Recientemente, he topado trabajando en mi tesis un compuesto azucarado denominado metilglioxal, que se acumula en las células cuanto más acelerada esté la glucólisis, es decir, la vía principal por la cual se queman los azúcares para que la célula obtenga energía. Por eso se encuentra en altas concentraciones en personas que desarrollan diabetes. Es sumamente tóxica para la célula. Su toxicidad radica en que glica proteínas, esto es, que debido a su estructura química forma una serie de reacciones rápidas e inestables con los aminoácidos que forman las proteínas de su entorno y termina por destruirlas. Sin embargo, si bien es altamente tóxico para nuestras células, también lo es para otras células que pueden estar perjudicándonos. Así, a concentraciones muy bajas tiene utilidad para distintos tipos de bacterias como los estafilococos, como el estafilococo áureo resistente a la meticilina, el cual resiste a prácticamente todos los antibióticos. También es eficaz contra la bacteria responsable de la mayoría de úlceras de estómago y duodeno, la Helicobacter pylori. Pero lo más prometedor es haberlo usado con éxito contra células cancerosas de ratón (sarcoma [1]) y de humanos (neuroblastoma [2], leucemia [3], células cancerosas de colon y próstata [4]) por su efecto inhibitorio del crecimiento celular o tumoricida.
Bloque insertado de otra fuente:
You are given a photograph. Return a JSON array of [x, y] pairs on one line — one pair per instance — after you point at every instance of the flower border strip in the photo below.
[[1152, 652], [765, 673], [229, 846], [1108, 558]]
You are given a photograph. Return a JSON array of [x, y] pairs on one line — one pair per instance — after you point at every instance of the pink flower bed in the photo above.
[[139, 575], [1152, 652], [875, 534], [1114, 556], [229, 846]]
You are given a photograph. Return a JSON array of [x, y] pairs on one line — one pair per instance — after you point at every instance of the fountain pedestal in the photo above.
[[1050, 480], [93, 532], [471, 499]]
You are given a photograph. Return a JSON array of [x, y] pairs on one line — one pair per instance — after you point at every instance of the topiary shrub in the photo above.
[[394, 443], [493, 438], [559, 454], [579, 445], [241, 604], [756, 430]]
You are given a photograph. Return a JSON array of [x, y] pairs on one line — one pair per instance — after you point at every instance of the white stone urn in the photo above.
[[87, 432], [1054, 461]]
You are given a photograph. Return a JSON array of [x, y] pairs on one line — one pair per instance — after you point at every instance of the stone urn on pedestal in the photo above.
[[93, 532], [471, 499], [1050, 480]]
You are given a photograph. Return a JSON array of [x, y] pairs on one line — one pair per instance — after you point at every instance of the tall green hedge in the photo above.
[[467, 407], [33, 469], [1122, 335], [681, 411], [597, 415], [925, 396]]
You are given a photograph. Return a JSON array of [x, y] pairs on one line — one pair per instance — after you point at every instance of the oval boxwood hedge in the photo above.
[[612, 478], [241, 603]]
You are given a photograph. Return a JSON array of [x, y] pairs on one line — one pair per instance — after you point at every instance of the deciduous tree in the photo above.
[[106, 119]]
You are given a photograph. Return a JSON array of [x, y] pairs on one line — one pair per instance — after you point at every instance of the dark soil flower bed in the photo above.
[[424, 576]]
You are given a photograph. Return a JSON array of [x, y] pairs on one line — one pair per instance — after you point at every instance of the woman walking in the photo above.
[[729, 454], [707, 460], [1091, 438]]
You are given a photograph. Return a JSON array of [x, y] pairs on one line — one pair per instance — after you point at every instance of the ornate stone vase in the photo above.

Y, sin quererlo, a raíz de estudiar el metilglioxal en plantas como indicador de su posible diabetes, topé con otro derivado azucarado llamado N-acetilglucosamina. La encontramos por ejemplo en la leche materna humana, y es un azúcar simple que se adhiere metabólicamente a las proteínas de la superficie celular para intervenir en el control de la función celular. Una investigación reciente en ratones plantea la esperanzadora posibilidad de que la N-acetilglucosamina pueda utilizarse como tratamiento para restablecer la mielina que se pierde en la esclerosis múltiple [5]. No lograr una remielinización robusta después de la desmielinización inflamatoria en la esclerosis múltiple es lo que conduce a la discapacidad crónica y a la neurodegeneración típicas de esta enfermedad. Es también precursor de algunos glucoesfingolípidos que forma parte de la membrana plasmática que envuelve a las células, y que intervienen en el reconocimiento celular, la adhesión celular y en la recepción de señales químicas. Por esa razón, la N-acetilglucosamina ha sido propuesta para el tratamiento de enfermedades autoinmunes. Como aficionado al deporte, me sorprendió además que la N-acetilglucosamina se venda sin receta como suplemento para recuperar la fatiga muscular y el daño articular. En efecto, es precursor de los llamados glucosaminoglucanos, como el ácido hialurónico del tejido conjuntivo que forma, junto con el colágeno los cartílagos, tendones y ligamentos. Después de todo este rollo, espero haber podido desmentir algunos mitos del envejecimiento y compartir algunos de los compuestos prometedores que ralentizan este proceso. En mi opinión, como he dicho la inmortalidad no debería ser el objetivo, sino mejorar el nivel de vida. Tarde o temprano todos moriremos y es sano ser conscientes de ello. Estamos aquí para amar y conocer, y cada día me maravilla todo lo que se puede aprender. Poder disfrutarlo con todas nuestras facultades, el mayor tiempo posible, es lo que debería promover el querer vivir más y mejor, congruente con nuestra dignidad, pues algún día terminará.